New analytical process uses acoustics to speed up separation of male and female DNA in forensic samples
Separating the male and female components of sexual assault evidence using sound waves could vastly cut the time it takes to identify suspects, researchers in the US and Sweden report.
Typically, crime labs take up to twelve hours to isolate sperm cells from a sexual assault sample. This is because female skin cells greatly outnumber sperm cells, so careful handling and multiple cycles of centrifuging and washing are required.
This new method promises to greatly simplify the process, and takes only fourteen minutes to extract sperm cells from the mixture. It also leaves a very clean sample that can immediately be used for DNA analysis.
’We call our process an acoustic tweezer,’ said Thomas Laurell, who worked on the project at Lund University in Sweden. ’We can use this to pinch different cells into different locations.’
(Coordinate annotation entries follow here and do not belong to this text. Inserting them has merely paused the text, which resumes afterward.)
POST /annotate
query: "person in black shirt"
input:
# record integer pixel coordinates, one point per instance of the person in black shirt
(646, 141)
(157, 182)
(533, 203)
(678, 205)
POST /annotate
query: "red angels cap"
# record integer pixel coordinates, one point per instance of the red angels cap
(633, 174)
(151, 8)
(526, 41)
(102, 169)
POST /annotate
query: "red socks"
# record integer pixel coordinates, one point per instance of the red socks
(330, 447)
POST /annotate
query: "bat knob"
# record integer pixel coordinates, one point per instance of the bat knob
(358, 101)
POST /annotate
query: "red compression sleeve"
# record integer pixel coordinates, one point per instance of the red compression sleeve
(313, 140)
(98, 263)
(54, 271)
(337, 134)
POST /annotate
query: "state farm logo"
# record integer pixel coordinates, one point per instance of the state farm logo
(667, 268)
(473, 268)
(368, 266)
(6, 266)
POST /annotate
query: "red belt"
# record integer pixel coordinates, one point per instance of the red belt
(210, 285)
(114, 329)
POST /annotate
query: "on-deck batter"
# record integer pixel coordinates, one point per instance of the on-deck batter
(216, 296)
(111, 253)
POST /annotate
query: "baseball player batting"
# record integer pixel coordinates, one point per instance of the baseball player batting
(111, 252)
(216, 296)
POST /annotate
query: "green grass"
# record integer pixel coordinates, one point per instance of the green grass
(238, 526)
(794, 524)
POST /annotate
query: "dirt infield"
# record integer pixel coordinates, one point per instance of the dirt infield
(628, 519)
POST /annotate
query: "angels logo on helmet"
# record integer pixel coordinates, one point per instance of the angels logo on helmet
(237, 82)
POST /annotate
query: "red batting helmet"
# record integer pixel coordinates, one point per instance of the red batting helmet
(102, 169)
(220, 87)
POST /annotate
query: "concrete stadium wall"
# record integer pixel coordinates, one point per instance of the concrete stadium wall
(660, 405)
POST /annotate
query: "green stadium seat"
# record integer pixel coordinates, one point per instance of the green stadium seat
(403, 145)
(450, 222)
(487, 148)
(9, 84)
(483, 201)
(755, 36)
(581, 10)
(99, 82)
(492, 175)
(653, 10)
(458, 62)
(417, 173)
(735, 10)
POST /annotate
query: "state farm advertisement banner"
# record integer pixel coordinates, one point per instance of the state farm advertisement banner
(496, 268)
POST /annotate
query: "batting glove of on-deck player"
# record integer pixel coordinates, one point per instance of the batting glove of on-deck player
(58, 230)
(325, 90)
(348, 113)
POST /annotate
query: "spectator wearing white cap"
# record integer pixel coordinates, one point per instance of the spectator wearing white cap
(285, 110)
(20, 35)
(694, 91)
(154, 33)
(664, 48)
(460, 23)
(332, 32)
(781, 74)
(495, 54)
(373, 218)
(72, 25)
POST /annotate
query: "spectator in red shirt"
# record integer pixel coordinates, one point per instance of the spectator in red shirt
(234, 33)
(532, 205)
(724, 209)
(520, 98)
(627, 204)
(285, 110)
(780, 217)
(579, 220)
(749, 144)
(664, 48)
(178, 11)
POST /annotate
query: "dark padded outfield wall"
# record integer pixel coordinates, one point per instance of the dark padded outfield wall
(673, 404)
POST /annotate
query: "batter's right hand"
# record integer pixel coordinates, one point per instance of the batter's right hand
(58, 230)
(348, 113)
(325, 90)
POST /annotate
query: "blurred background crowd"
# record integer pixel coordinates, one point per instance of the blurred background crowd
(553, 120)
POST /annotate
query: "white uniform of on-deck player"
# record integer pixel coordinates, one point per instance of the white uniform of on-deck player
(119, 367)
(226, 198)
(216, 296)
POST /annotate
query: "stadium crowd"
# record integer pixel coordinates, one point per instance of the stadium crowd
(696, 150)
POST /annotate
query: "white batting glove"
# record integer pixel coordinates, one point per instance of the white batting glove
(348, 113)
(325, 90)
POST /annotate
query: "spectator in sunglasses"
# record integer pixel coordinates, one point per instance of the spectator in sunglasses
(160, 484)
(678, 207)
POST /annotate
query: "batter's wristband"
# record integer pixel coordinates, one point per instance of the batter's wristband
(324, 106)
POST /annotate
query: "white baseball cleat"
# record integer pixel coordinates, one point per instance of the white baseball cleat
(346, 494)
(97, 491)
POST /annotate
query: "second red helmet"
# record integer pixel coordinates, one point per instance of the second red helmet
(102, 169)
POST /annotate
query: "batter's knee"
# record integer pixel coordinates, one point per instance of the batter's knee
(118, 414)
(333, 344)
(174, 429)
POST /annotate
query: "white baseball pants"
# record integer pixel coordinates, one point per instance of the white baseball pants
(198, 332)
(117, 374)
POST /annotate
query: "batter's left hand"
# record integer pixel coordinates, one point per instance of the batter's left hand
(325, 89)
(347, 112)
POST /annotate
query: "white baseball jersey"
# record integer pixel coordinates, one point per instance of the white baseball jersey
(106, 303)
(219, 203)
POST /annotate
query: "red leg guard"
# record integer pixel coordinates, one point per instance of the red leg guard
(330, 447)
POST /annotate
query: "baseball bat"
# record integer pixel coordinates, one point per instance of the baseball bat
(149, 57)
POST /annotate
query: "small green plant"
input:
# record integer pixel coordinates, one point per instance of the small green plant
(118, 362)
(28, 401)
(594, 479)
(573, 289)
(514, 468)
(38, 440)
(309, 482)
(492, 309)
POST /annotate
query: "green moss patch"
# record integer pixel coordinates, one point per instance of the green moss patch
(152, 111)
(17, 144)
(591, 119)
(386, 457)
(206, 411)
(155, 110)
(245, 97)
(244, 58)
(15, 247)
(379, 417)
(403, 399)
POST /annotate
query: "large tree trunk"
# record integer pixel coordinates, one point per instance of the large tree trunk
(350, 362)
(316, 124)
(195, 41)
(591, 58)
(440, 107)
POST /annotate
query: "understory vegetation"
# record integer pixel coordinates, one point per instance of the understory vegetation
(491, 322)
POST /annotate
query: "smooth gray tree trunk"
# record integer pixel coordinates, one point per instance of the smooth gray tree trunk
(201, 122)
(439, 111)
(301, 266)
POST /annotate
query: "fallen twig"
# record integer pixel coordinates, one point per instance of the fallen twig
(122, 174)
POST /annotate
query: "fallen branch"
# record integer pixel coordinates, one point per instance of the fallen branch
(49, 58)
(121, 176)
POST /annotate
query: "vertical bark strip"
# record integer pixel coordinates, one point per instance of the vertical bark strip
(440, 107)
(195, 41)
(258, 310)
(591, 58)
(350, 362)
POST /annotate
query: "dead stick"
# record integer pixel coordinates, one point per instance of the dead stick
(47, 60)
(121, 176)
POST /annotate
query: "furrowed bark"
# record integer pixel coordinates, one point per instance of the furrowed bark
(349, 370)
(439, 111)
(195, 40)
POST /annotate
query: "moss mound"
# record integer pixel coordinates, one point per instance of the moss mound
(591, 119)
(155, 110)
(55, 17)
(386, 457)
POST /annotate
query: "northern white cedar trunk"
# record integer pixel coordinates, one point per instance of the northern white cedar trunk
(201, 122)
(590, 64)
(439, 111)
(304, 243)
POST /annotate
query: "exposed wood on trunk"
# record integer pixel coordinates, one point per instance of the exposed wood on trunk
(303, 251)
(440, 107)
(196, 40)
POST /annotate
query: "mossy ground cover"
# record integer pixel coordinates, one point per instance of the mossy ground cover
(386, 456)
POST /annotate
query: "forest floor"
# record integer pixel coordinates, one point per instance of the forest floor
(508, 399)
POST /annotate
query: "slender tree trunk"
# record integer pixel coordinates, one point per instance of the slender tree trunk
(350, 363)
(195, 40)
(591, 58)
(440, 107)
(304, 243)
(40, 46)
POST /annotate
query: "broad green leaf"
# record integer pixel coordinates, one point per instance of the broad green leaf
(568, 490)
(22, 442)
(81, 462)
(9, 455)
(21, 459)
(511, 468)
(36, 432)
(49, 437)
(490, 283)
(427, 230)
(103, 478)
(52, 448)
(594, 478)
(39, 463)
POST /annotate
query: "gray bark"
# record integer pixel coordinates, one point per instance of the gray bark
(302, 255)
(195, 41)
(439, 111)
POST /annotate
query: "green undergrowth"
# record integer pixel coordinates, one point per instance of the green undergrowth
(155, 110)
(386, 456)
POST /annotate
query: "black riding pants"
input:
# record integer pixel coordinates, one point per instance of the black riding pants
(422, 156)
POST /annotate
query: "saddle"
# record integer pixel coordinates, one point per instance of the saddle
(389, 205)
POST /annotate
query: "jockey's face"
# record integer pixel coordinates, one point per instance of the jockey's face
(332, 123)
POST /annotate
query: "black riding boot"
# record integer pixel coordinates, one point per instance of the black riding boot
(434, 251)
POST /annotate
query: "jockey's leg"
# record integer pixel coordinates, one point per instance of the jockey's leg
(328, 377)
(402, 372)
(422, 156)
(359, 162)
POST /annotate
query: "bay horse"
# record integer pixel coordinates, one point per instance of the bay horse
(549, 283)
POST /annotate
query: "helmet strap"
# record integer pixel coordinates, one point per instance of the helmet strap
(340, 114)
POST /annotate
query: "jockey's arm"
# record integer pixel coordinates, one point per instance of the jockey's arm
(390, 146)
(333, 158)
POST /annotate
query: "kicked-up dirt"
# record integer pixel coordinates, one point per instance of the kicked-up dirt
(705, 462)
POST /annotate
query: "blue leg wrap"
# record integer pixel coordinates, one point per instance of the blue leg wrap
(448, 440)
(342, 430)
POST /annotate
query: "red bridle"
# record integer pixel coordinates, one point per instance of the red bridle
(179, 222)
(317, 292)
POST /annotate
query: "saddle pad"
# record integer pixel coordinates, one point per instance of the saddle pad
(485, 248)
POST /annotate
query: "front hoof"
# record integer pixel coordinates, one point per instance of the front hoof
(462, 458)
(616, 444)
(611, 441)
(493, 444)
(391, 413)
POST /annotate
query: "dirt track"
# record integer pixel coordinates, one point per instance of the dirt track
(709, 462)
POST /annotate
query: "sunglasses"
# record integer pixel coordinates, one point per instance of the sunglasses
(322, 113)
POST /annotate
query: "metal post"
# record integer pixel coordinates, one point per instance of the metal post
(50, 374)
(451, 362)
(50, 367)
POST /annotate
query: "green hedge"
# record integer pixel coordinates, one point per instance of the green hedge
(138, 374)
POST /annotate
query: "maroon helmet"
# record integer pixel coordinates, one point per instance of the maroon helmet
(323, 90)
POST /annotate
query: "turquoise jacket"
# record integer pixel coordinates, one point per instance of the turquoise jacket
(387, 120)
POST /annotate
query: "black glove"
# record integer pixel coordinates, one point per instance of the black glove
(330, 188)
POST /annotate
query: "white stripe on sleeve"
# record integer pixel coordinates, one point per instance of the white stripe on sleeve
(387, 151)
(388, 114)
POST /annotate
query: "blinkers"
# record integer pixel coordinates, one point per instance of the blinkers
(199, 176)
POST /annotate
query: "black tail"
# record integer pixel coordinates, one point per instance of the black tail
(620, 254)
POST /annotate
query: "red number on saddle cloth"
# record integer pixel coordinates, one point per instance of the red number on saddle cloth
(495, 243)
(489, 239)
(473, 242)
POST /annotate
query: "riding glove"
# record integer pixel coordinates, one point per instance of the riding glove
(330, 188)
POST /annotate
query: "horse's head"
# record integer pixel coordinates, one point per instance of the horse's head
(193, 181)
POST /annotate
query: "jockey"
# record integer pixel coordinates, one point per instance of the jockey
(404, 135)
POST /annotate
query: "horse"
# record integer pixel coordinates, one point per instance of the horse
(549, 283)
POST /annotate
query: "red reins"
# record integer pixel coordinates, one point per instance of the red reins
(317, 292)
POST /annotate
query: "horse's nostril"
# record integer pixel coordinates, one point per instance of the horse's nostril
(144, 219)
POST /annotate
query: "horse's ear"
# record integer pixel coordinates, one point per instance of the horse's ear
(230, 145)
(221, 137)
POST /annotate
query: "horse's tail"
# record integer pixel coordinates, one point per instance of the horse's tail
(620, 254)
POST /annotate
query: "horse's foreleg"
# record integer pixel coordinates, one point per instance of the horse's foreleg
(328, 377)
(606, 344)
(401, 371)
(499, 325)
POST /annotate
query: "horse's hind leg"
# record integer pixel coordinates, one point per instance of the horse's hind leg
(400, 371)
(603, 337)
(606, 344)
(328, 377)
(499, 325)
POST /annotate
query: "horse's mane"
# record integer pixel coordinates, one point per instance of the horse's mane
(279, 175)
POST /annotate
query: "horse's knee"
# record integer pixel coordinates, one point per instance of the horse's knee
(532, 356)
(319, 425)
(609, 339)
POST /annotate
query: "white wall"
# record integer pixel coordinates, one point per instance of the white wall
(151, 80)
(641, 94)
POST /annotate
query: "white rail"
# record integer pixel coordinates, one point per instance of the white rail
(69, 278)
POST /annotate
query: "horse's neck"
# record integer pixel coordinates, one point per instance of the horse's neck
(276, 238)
Laurell explains that the process is similar to a drum skin being hit by a sound wave at a specific frequency - causing grains of sand on the drum’s surface to gather at fixed locations. In this case, ultrasound waves are used to vibrate sperm cells out of the mixture.
The technique could enter crime labs in its current form, but the team are developing a simpler method based on a one-time-use chip. The chip comprises a glass slide where the sample is entered and an acoustic unit that vibrates the surface - capable of performing a single separation.
James Landers, who led the project at the Universityof Virginia, US, is confident that each chip should not cost more than a dollar, and hopes to see similar technology integrated into larger automated DNA analysis suites in the future - bringing together extraction, amplification and detection.
Max Houck, Director of the Forensic Science Initiative at West Virginia University, US, agrees that there is a lot of potential. ’This new process is a tremendous step forwards but the real promise lies in the integrated lab-on-a-chip system that can be sold as a turn-key product to forensic laboratories,’ he told Chemistry World.
’These laboratories are very conservative by nature and it will take what I call the Law of Twice (twice as fast, twice as cheap, or twice as reliable) for this to be accepted,’ Houck says. ’Given the times they are talking about, the researchers are certainly beyond twice as fast.’